Magnesium has been called "Nature's Natural Valium" because of its calming effect on the brain and nervous system. Dr. Salcido says magnesium helps the brain by providing anti-inflammatory benefits, helping to lift depression, and reducing anxiety, among many other things. Best sources for magnesium include almonds, spinach, cashews, avocado, and black beans.
Of all the B vitamins known for good brain health, thiamine (as known as B1) is critical for keeping up your mental strength. It helps with boosting your mood and providing the energy your brain cells need to work at a high level throughout the day. According to Dr. Salcido, low levels of thiamine can cause fatigue, loss of short-term memory, confusion and irritability. He recommends seaweed, sunflower seeds, macadamia nuts, lentils, and black beans.
Dr. Salcido says, "Vitamin B6 is critical for helping to improve your mood to make you feel happier but is also important to combat mental fatigue." Without enough of it, expect a decline in productivity, including symptoms like loss of focus and concentration, fatigue, and memory trouble. Dr. Salcido recommends a diet rich in grassfed beef, pistachios, tuna, turkey breast, and avocado.
Vitamin B9 is known as folate, a natural antioxidant which studies indicate can help preserve brain function and memory. Dr. Salcido identifies symptoms of low levels of folate to include chronic fatigue, increased irritability or anxiety, and brain fog. The best sources of food you'll find B9 are in spinach, beef liver, broccoli, asparagus, and romaine lettuce.

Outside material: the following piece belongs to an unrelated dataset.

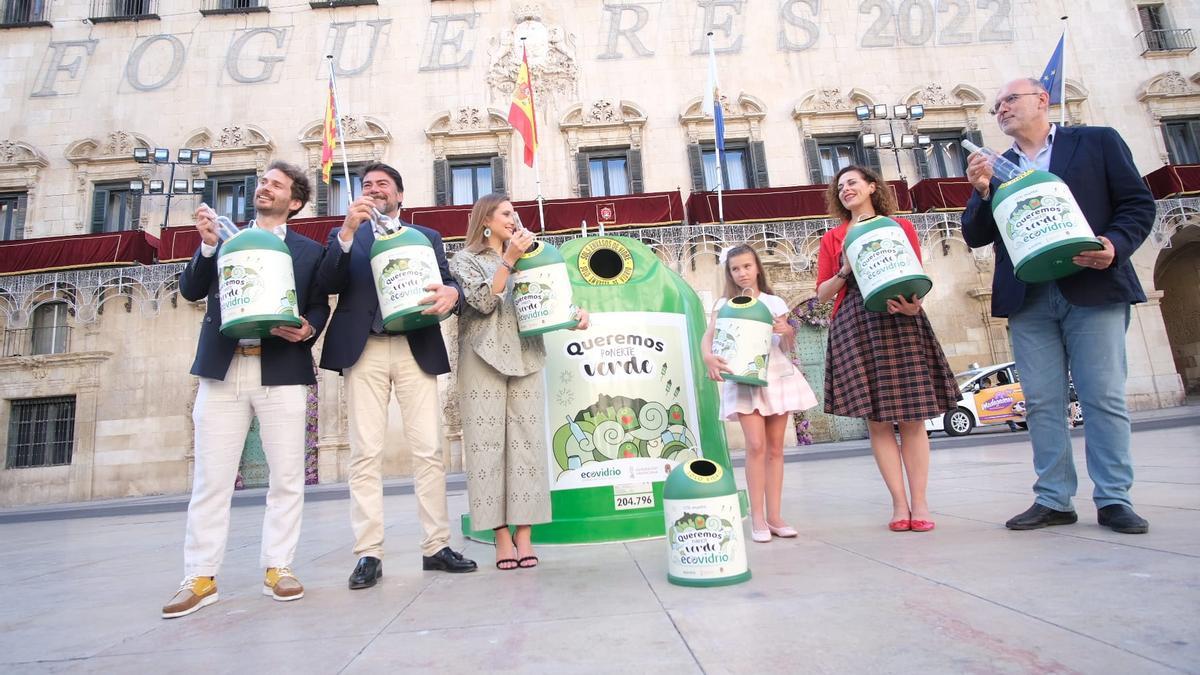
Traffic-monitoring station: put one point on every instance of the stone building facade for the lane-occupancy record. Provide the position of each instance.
(426, 85)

If you've experienced brain fog, memory loss, confusion or anxiety at work, it may be due to low levels of B12. In addition to building strong bones, hair, skin, nails, immune system and heart health, Dr. Salcido says B12 "is necessary for many aspects of mental performance including being able to memorize and stay focused. It also plays an important role in producing serotonin and dopamine. Dopamine is your motivation and reward neurotransmitter." You'll find high sources of B12 in beef liver, sardines, wild salmon, eggs, and nutritional yeast
The "sunshine" vitamin is usually associated with bone health and heart health but it's been shown in research to play a critical role in your brain performance. If you're not spending enough time outdoors in natural sunlight, this is a must (or find a Vitamin D supplement).
Dr. Salcido says that a lack of vitamin E leads to muscle weakness, diarrhea, balance issues and cognitive impairment. By having more of it in foods like almonds, kale, Swiss chard, parsley, and olives, it keeps the brain brain young, energetic and high-performing.

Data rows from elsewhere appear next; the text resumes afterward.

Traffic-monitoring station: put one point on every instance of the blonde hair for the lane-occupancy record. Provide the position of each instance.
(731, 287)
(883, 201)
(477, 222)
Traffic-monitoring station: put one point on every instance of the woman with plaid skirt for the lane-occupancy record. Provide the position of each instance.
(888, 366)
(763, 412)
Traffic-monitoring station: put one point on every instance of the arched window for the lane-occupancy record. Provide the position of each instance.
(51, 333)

Having attention and focus problems? It may be due to low levels of zinc. "Zinc is essential for neuron growth and performance," says Dr. Salcido. Best sources for zin include pumpkin seeds, grass-fed beef, cashews, mushrooms, and spinach.
To underscore the importance of adding the right nutrients your brain needs, Dr. Salcido put it quite succintly, when he compared our brain to an Italian luxury sports car. He says, "How would you fuel a Ferrari? You wouldn't put the cheap gas in a Ferrari. It's a high-performance machine, so you need to put in high-octane fuel to ensure optimal performance."